Cost-Effectiveness of a Short Message Service Intervention to Prevent Type 2 Diabetes from Impaired Glucose Tolerance

1Department of Family Medicine and Primary Care, The University of Hong Kong, Ap Lei Chau, Hong Kong
2Department of Medicine and Rehabilitation, Tung Wah Eastern Hospital, Causeway Bay, Hong Kong
3School of Nursing, The University of Hong Kong, Pokfulam, Hong Kong

Received 12 June 2015; Accepted 14 September 2015

Academic Editor: Li-Wei Cho

Copyright © 2016 Carlos K. H. Wong et al. This is an open access article distributed under the Creative Commons Attribution License, which permits unrestricted use, distribution, and reproduction in any medium, provided the original work is properly cited.

Abstract

Aims. To investigate the costs and cost-effectiveness of a short message service (SMS) intervention to prevent the onset of type 2 diabetes mellitus (T2DM) in subjects with impaired glucose tolerance (IGT). Methods. A Markov model was developed to simulate the cost and effectiveness outcomes of the SMS intervention and usual clinical practice from the health provider’s perspective.

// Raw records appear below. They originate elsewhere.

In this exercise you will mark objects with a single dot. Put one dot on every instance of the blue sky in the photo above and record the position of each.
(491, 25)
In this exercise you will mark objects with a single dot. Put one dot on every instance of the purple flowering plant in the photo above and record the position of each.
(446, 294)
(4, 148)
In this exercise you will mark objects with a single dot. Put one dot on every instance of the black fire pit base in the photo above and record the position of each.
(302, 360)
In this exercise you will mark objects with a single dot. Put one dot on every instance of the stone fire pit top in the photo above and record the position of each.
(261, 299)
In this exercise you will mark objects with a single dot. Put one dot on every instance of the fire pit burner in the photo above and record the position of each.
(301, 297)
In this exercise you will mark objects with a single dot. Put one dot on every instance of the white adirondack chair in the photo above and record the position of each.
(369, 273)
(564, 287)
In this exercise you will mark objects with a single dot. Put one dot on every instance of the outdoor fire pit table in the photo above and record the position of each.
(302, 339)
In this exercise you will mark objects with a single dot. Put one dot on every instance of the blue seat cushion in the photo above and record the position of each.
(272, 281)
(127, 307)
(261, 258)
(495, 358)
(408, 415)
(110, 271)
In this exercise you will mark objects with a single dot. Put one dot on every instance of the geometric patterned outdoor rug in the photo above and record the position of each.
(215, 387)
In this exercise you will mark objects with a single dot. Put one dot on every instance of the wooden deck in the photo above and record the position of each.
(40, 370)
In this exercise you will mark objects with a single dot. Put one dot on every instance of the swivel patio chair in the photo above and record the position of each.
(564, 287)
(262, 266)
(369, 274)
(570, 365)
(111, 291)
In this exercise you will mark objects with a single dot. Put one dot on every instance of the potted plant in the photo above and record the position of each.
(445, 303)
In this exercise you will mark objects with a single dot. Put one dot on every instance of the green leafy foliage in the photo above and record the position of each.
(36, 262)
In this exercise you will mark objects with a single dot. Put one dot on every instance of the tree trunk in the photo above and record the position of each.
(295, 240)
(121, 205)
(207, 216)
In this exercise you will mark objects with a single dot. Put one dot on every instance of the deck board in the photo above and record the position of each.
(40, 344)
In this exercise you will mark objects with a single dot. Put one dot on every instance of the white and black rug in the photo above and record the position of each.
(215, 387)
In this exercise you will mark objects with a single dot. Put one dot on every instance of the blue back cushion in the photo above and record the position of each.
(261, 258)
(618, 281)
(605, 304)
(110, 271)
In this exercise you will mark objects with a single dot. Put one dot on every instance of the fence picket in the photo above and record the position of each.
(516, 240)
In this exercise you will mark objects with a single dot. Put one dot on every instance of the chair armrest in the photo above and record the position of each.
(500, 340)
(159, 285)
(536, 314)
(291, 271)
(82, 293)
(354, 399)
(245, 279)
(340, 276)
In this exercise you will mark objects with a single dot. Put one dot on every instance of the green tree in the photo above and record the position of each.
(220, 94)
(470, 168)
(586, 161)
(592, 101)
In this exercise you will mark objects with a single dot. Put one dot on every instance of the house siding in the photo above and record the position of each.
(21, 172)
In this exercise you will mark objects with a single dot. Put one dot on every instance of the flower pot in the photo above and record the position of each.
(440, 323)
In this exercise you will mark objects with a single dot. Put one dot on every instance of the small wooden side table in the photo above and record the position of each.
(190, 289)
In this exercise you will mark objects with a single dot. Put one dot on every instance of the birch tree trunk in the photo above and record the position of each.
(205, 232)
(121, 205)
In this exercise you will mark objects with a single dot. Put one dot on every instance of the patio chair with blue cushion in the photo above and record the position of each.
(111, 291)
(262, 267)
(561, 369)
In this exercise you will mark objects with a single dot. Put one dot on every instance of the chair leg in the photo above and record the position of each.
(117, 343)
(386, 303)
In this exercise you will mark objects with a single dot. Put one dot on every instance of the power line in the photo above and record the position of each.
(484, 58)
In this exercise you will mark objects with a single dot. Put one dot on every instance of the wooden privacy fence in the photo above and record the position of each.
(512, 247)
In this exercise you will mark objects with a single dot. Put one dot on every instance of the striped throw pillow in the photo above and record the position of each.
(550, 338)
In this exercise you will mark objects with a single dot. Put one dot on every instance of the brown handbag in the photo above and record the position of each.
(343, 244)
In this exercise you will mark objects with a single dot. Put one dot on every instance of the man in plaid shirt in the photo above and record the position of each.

The direct programme costs and the two-year SMS intervention costs were evaluated in subjects with IGT. All costs were expressed in 2011 US dollars. The incremental cost-effectiveness ratio was calculated as cost per T2DM onset prevented, cost per life year gained, and cost per quality adjusted life year (QALY) gained. Results. Within the two-year trial period, the net intervention cost of the SMS group was $42.03 per subject. The SMS intervention managed to reduce 5.05% onset of diabetes, resulting in saving $118.39 per subject over two years. In the lifetime model, the SMS intervention dominated the control by gaining an additional 0.071 QALY and saving $1020.35 per person. The SMS intervention remained dominant in all sensitivity analyses. Conclusions. The SMS intervention for IGT subjects had the superiority of lower monetary cost and a considerable improvement in preventing or delaying the T2DM onset. This trial is registered with ClinicalTrials.gov NCT01556880.